Limonene carries a distinct aroma of citrus which is often compared to the smell of oranges or citrus fruit. Sometimes it’s used as flavouring in drinks and foods because of its distinct flavour and aroma.
High-limonene cannabis strains: Cannabis indica and indica-dominant cannabis hybrids.
Humulene has less of a sharp smell than limonene and is described as earthy, herbal, and woody. It’s compared to the flavour of tobacco or whiskey.
High-humulene cannabis strains: Cannabis sativas
Pinene gives off a tart aroma and is also found in many coniferous trees.
High-pinene cannabis strains: Cannabis indica, cannabis sativa, and some cannabis hybrids
With a sweet, almost floral aroma, Linalool is another citrusy terpene found in cannabis.
High-linalool cannabis strains: Cannabis sativas
Caryophyllene exhibits woody, spicy aroma with sharp onset akin to pepper or spice.
High-caryophyllene cannabis strains: Cannabis indica, cannabis sativa, and cannabis hybrid
Myrcene’s fruity, earthen odour can be quite pungent. The musky smell isn’t for everyone.
High-Myrcene cannabis strains: Cannabis indica
Terpenes and Different Medical Cannabis Strains
For some patients, the terpene profile is an important factor to consider when choosing a strain. Different strains of cannabis contain different terpenes, although there is some overlap. The only way to be sure about which terpenes a strain contains is to buy from a licensed producer which list the terpene content of its products.
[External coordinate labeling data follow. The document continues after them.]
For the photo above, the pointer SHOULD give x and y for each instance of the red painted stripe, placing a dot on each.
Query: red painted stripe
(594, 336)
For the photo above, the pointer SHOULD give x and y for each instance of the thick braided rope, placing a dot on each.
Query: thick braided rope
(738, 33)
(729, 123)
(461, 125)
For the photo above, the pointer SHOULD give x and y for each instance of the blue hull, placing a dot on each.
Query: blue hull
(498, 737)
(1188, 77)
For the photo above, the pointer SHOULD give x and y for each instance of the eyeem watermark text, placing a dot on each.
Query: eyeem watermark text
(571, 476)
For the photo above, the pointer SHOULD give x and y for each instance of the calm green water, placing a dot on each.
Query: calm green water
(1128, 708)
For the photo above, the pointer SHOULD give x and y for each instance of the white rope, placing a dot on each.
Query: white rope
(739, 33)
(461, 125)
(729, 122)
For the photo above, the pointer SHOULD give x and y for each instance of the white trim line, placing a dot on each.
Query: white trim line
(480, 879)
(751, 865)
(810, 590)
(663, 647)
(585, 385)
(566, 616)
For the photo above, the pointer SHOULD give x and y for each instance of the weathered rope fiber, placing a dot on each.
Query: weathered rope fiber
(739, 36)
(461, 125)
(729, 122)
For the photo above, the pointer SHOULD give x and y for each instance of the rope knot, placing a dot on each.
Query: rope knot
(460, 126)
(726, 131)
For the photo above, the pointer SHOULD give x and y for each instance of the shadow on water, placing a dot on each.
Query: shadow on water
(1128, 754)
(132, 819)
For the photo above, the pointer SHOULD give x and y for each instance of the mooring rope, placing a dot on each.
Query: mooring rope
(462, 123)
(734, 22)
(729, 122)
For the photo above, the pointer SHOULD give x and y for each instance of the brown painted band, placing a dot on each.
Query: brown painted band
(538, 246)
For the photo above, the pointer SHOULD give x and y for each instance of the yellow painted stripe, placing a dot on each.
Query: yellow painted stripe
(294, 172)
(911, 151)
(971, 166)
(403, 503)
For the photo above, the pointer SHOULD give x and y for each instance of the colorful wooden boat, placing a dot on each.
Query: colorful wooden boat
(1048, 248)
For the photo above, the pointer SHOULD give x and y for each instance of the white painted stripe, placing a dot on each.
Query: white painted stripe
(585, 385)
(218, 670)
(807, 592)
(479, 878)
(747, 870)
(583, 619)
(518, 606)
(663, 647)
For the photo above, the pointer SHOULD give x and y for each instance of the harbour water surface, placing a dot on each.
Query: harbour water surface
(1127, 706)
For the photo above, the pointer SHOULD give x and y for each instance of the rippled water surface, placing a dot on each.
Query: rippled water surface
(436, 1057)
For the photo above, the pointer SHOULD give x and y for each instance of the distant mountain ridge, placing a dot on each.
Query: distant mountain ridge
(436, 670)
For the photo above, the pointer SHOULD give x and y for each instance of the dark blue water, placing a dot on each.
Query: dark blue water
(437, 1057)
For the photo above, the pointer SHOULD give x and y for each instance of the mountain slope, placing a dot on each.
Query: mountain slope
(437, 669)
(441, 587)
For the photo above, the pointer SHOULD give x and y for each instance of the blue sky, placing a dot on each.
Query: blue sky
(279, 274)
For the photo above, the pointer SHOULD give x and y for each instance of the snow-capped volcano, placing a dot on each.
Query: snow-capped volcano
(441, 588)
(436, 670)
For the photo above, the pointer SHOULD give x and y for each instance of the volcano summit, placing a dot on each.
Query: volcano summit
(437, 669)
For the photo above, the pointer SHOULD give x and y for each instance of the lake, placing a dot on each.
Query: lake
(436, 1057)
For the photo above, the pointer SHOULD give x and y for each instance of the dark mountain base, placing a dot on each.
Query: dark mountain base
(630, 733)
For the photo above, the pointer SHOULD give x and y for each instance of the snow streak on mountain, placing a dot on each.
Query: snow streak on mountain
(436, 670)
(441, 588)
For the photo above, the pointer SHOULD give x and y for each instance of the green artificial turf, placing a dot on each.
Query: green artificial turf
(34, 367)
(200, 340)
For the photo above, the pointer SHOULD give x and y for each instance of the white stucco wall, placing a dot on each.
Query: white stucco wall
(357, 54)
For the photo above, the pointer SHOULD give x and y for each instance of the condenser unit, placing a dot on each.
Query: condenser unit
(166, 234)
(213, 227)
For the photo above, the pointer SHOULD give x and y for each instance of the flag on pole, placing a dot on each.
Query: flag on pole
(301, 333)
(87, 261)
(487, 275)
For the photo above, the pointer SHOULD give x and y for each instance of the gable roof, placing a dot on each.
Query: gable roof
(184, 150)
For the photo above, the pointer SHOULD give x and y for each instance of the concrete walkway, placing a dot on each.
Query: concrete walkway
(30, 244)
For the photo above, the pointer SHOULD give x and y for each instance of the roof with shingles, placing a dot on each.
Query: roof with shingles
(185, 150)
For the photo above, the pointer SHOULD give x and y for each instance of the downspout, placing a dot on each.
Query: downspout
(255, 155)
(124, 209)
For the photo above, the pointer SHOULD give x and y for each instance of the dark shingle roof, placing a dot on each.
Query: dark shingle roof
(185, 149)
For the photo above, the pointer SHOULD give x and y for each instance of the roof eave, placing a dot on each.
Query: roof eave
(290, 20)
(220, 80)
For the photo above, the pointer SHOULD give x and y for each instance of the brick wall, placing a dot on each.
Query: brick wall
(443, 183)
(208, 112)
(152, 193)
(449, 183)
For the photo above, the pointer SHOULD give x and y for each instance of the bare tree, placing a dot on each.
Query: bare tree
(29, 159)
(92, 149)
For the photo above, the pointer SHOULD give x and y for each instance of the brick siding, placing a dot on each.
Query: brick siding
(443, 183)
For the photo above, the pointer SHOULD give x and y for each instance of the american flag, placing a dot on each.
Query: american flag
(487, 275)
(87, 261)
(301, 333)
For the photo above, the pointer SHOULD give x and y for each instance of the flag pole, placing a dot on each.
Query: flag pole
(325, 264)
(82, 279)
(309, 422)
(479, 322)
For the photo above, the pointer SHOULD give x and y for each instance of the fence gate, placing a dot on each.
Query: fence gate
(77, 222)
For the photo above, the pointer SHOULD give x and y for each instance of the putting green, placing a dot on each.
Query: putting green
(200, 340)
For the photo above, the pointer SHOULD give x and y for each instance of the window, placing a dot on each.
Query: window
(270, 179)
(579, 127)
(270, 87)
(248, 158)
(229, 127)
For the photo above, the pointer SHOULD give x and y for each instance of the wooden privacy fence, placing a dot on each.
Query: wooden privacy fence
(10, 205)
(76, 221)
There is no way to know what you are getting from an unregulated seller.
We’ve covered how different batches of the same strain contain the same terpenes, but what about different batches of the same strain?
If a grower uses the same strain for each batch the cannabis will have the same terpene profile. The growing environment does not effect the terpene profile aside from how much of the terpenes are produced.
When you buy cannabis from an un-regulated seller your run the risk of getting a different strain than you think. Although you may think you’re getting a different batch of the same cannabis, it may have a dramatically different terpene and cannabinoid profile because it has different genes.
The best way to be sure you are getting what you need is to buy from an LP like INDIVA. LPs use identical genetics for every batch, follow stringent quality-assurance procedures, and follow a precise cultivation procedure to ensure consistency between batches.
Lab-tested products are the only sure way of knowing a strain’s terpene potency.
How Does Method of Ingestion Influence the Effects of Terpenes?
The odour and potential effects of terpenes can be seriously inhibited or eliminated if they are heated past their boiling point. It’s best to use a ‘low-heat’ device such as a vaporizer on low setting to extract the most from terpenes.